As leis brasileiras não apresentavam nenhum princípio abertamente racista, o que não as tornavam menos capazes de segregação. Em 1850, mais especificamente, duas semanas após a promulgação da lei Eusébio de Queirós foi promulgada a lei de terras, que estabelecia o fim da apropriação de terras: nenhuma terra poderia mais ser apropriada através do trabalho, mas apenas por compra do estado. Além de impedir que os escravos obtivessem posse de terras através do trabalho, essa lei previa subsídios do governo à vinda de colonos do exterior para serem contratados no país, desvalorizando ainda mais o trabalho dos negros e negras. Após o fim da escravidão legal, a população negra encontrava-se a própria sorte, marginalizada, em uma sociedade até há pouco escravista, não podiam cultivar a terra e não tinham dinheiro para comprá-la diretamente do estado.
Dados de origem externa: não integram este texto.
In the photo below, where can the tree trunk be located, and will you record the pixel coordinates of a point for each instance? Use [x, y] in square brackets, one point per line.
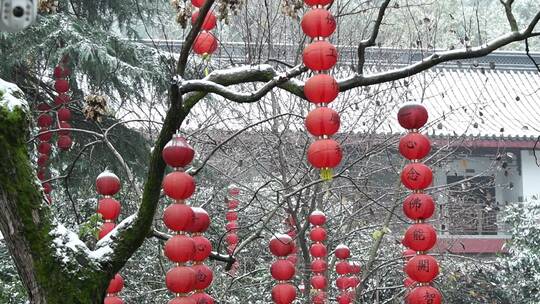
[51, 271]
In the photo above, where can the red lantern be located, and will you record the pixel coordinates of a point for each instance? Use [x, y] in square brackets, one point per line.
[318, 22]
[42, 174]
[61, 72]
[47, 188]
[209, 22]
[422, 268]
[179, 248]
[408, 254]
[203, 247]
[105, 229]
[231, 226]
[44, 120]
[113, 300]
[319, 297]
[180, 279]
[344, 298]
[178, 185]
[233, 204]
[109, 208]
[317, 234]
[281, 245]
[412, 116]
[355, 268]
[318, 250]
[45, 136]
[231, 216]
[42, 160]
[416, 176]
[320, 56]
[107, 183]
[232, 238]
[283, 293]
[43, 107]
[343, 252]
[343, 267]
[64, 114]
[183, 300]
[178, 153]
[418, 206]
[324, 153]
[318, 2]
[116, 284]
[421, 237]
[342, 282]
[414, 146]
[201, 221]
[202, 298]
[282, 270]
[205, 43]
[321, 88]
[64, 142]
[178, 217]
[203, 276]
[318, 266]
[197, 3]
[61, 99]
[424, 295]
[408, 282]
[64, 125]
[319, 281]
[323, 121]
[61, 85]
[317, 218]
[44, 148]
Outro exemplo decorrente da problemática supracitada é o voto censitário, que por muito tempo imperou no país, uma forma velada de exclusão de uma população sem condições de obter uma renda suficiente para o exercício da cidadania, se é que podemos chama-la assim. Esse é um processo que se repete com o avançar da sociedade, em 1888 a escravização legal não é mais possível, os escravos agora estão libertos, mas pouco depois, em 1889, com a república, os analfabetos estão excluídos do processo eleitoral.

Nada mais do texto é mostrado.